Od grudnia nie biorę leków nasennych, generalnie nie biorę niczego, żadnych suplementów, ziół, mantr, medytacji, czegokolwiek co kojarzy mi się z remedium na powrót snu. A snu się nie wymusza, o śnie się nie myśli i wtedy przychodzi sam (trochę mi czasu to zajęło, żeby uświadomić sobie tę oczywistą oczywistość).
Stosując wszelkie sposoby na pokonanie bezsenności prawdopodobnie dajemy naszej podświadomości sygnał, że masz problem i musisz go rozwiązać, a jak umysł widzi 24/7 jakiś problem (w moim przypadku tak właśnie było), to można zapomnieć o spaniu. Co pomaga też, to ustalenie sobie celu w życiu, żeby mieć poczucie, że każdy dzień jest po coś i ma sens, że do czegoś dążymy.
Prawdą jest, że bezsenność jest u każdego mocno indywidualną kwestią, trzeba szukać odpowiedzi wewnątrz siebie a jak już czujesz, co jest tego przyczyną, to wtedy należy szukać rozwiązania, ew. szukać porad u osób, które miały taki sam powód bezsenności i ustalić jak z niego wyszły.

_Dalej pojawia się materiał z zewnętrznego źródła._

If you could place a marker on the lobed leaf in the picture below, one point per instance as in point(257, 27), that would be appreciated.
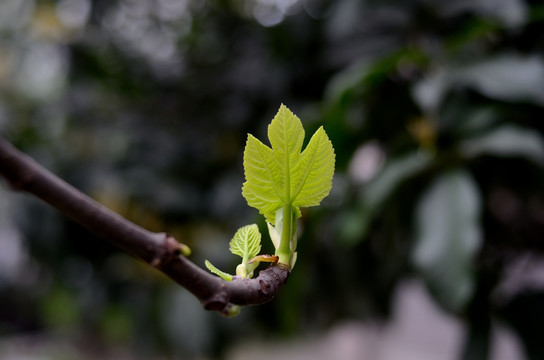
point(312, 175)
point(281, 176)
point(223, 275)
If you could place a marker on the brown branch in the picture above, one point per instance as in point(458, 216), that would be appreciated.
point(159, 250)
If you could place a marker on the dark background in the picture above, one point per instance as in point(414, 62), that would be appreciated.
point(435, 109)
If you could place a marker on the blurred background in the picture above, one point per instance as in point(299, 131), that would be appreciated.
point(429, 246)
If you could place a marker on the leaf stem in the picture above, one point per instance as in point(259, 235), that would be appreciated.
point(284, 250)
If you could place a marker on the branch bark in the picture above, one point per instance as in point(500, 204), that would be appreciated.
point(159, 250)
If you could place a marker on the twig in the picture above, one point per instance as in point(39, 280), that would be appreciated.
point(159, 250)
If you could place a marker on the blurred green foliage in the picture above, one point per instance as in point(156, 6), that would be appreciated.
point(434, 108)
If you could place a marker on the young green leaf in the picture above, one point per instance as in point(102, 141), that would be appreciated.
point(223, 275)
point(246, 243)
point(281, 176)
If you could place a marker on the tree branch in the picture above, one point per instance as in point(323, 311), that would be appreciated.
point(159, 250)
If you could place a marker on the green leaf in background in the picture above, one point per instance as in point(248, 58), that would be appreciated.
point(281, 176)
point(448, 236)
point(223, 275)
point(246, 243)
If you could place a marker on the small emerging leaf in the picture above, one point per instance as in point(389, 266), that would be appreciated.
point(223, 275)
point(246, 243)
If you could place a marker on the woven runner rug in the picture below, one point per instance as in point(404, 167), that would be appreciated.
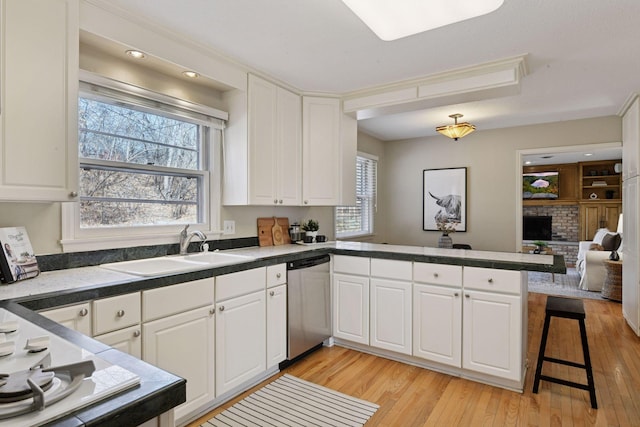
point(290, 401)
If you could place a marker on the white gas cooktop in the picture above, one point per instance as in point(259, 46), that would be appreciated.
point(18, 337)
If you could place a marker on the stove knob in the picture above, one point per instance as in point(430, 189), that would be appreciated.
point(37, 344)
point(7, 348)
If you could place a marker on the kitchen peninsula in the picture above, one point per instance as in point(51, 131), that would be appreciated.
point(420, 273)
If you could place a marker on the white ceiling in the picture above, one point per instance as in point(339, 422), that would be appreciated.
point(582, 56)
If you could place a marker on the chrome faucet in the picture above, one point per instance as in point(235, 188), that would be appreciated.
point(185, 238)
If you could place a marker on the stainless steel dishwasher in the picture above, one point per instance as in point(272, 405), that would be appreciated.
point(308, 305)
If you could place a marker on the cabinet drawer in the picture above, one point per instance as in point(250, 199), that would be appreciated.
point(276, 275)
point(240, 283)
point(114, 313)
point(391, 269)
point(351, 265)
point(493, 280)
point(163, 302)
point(437, 274)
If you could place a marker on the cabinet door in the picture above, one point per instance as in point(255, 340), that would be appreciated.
point(631, 257)
point(321, 174)
point(598, 215)
point(263, 153)
point(76, 317)
point(391, 315)
point(276, 325)
point(183, 344)
point(289, 143)
point(128, 340)
point(351, 308)
point(240, 340)
point(492, 329)
point(631, 140)
point(38, 132)
point(437, 324)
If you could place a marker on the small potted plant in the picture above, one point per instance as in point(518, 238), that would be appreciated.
point(311, 228)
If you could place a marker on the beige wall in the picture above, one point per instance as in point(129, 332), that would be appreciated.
point(492, 183)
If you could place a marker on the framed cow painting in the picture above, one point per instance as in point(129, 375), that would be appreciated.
point(444, 199)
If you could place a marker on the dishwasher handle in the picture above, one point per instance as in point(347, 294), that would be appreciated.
point(308, 262)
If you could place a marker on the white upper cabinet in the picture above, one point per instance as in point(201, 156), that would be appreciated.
point(38, 111)
point(321, 151)
point(266, 159)
point(631, 140)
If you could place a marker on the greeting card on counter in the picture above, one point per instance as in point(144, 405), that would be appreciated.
point(17, 260)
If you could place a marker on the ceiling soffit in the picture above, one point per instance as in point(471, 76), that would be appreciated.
point(485, 81)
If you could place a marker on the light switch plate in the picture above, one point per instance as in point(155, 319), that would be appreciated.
point(229, 227)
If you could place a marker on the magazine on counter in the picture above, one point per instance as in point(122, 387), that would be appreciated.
point(17, 260)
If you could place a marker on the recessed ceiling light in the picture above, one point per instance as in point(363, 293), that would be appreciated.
point(391, 20)
point(135, 54)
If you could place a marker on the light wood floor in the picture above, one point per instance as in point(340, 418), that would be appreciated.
point(410, 396)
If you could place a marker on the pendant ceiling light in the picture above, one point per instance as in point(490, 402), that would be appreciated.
point(391, 20)
point(456, 130)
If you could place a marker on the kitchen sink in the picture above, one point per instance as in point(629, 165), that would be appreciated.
point(216, 258)
point(176, 264)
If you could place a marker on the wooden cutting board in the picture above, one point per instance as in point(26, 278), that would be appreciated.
point(265, 231)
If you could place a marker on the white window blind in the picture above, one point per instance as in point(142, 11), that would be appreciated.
point(358, 220)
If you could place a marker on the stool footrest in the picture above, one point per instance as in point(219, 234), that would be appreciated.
point(565, 382)
point(564, 362)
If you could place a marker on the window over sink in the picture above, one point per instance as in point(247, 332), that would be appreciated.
point(149, 164)
point(352, 221)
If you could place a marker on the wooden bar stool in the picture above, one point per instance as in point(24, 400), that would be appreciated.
point(569, 308)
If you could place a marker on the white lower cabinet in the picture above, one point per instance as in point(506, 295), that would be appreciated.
point(437, 313)
point(178, 332)
point(183, 344)
point(276, 325)
point(437, 324)
point(351, 308)
point(390, 315)
point(76, 317)
point(494, 322)
point(127, 340)
point(492, 325)
point(240, 340)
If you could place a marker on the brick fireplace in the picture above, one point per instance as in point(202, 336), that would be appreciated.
point(564, 228)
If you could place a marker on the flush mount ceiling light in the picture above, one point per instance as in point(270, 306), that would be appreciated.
point(456, 130)
point(391, 20)
point(135, 54)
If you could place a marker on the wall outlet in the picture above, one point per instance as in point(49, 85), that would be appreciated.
point(229, 227)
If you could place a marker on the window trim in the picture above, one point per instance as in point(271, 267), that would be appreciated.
point(75, 239)
point(374, 207)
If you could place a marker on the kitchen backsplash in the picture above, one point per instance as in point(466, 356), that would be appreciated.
point(84, 259)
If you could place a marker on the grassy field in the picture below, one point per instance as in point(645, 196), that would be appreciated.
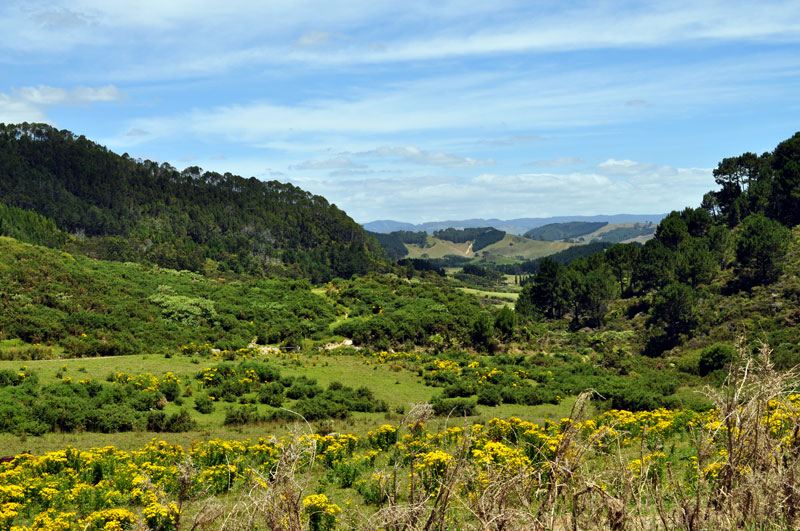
point(399, 387)
point(508, 250)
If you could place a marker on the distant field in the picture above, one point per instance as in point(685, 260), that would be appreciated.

Co jednemu pomoże, innemu zaszkodzi
To jest niesamowite, jak samemu można się doprowadzić do braku snu, na forach zagranicznych multum ludzi zmaga się z podobnymi problemami, mieli podobne wrażenie , że nie śpią po kilku dób z rzędu, uzależniają się od leków nasennych, szukają non stop przyczyn. A "wystarczy" wszystko porzucić i przestać zajmować się tym problemem. Piszę specjalnie w cudzysłowiu, bo jedna kwestia to to sobie głęboko uświadomić, co jest bardzo trudne , a druga to konsekwentnie na początku identyfikować myśli lękowe i je szybko pacyfikować. Wtedy umysł z czasem uspokaja się jak wzburzone morze po sztormie.